I wouldn’t be so sure of that. He could express worries about whether the coin was perfectly balanced at the mint, etc., and quibble over unrealistic requirements. Models are among the greatest tools in science, but no one ever said they have a 1 to 1 match to reality. I can only imagine the quagmire that is created by adopting the view that you really cannot use statistics to falsify hypotheses. That will undo all of the progress of the 20th century and turn journals into post-modernist fashion magazines.
John: I’m afraid that if David had his way, that’s what might happen. All this should make people appreciate error statistical methods more, not less. That’s because they only require rather coarse properties–the error probabilities– hold approximately, and conservatively. Moreover, they are key tools for testing assumptions.

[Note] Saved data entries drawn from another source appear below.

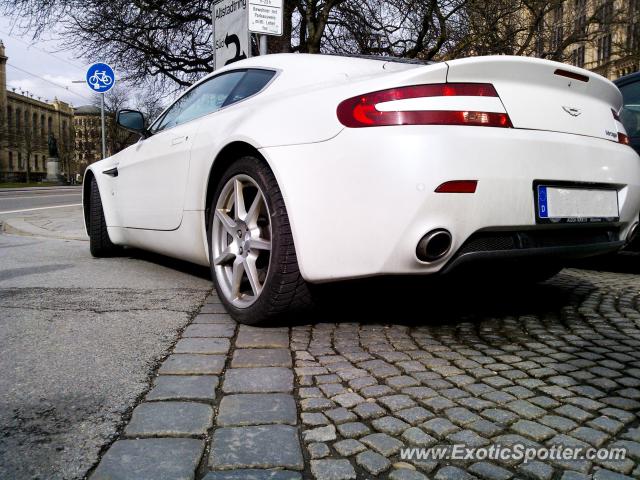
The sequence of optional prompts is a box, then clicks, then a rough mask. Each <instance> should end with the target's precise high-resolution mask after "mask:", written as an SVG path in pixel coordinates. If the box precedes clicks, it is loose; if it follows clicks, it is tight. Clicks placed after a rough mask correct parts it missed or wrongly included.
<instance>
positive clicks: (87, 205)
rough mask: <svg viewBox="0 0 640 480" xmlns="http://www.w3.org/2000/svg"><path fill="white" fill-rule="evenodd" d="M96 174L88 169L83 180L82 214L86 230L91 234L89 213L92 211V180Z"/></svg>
mask: <svg viewBox="0 0 640 480" xmlns="http://www.w3.org/2000/svg"><path fill="white" fill-rule="evenodd" d="M94 177H95V174H94V173H93V171H92V170H91V169H87V171H86V172H85V174H84V178H83V179H82V213H83V216H84V228H85V230H86V232H87V235H88V234H89V212H90V211H91V210H90V209H91V180H93V178H94Z"/></svg>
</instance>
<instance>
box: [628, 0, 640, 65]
mask: <svg viewBox="0 0 640 480" xmlns="http://www.w3.org/2000/svg"><path fill="white" fill-rule="evenodd" d="M639 3H640V2H639ZM637 15H640V12H638V13H637ZM632 18H633V17H632ZM636 18H637V17H636ZM627 50H628V51H629V53H631V52H637V51H639V50H640V21H636V22H634V23H631V24H629V25H627Z"/></svg>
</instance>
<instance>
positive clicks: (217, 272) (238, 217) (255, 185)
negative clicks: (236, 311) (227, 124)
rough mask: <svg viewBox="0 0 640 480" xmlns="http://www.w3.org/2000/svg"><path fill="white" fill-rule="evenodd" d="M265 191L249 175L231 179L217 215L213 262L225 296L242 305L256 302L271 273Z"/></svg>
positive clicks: (226, 297)
mask: <svg viewBox="0 0 640 480" xmlns="http://www.w3.org/2000/svg"><path fill="white" fill-rule="evenodd" d="M269 219H270V215H269V208H268V207H267V204H266V202H265V199H264V193H263V192H262V190H261V189H260V187H259V186H258V184H257V183H256V182H255V181H254V180H253V179H252V178H251V177H249V176H248V175H243V174H239V175H234V176H233V177H231V178H230V179H229V180H227V182H226V184H225V185H224V187H223V189H222V192H221V193H220V196H219V197H218V201H217V204H216V208H215V212H214V218H213V236H212V238H211V241H212V252H213V265H214V270H215V273H216V276H217V278H218V283H219V284H220V287H221V290H222V291H223V293H224V296H225V297H226V298H227V300H229V301H230V302H231V303H232V304H233V305H235V306H236V307H238V308H244V307H247V306H249V305H251V304H252V303H253V302H255V301H256V300H257V299H258V297H259V296H260V293H262V289H263V288H264V282H265V280H266V279H267V274H268V273H269V258H270V256H271V221H270V220H269Z"/></svg>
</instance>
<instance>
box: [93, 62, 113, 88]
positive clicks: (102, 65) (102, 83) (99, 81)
mask: <svg viewBox="0 0 640 480" xmlns="http://www.w3.org/2000/svg"><path fill="white" fill-rule="evenodd" d="M115 83H116V75H115V73H113V69H112V68H111V67H110V66H109V65H107V64H106V63H94V64H93V65H91V66H90V67H89V70H87V85H89V88H90V89H91V90H93V91H94V92H98V93H105V92H108V91H109V90H111V88H112V87H113V85H114V84H115Z"/></svg>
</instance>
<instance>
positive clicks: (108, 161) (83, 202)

Justin and Graham: Yes, I don’t know why David thinks this is some kind of knock down argument against statistical testing. For starters, I think he misunderstands the nature of the implicationary assumptions in testing: they may be used simply to draw out consequences. That is why RCTs work, where the assumption needed for the statistical significance level is vouchsafed by the carrying out of the experimental design itself.
Justin: Can you tell me what’s happened to your blog? Is it back?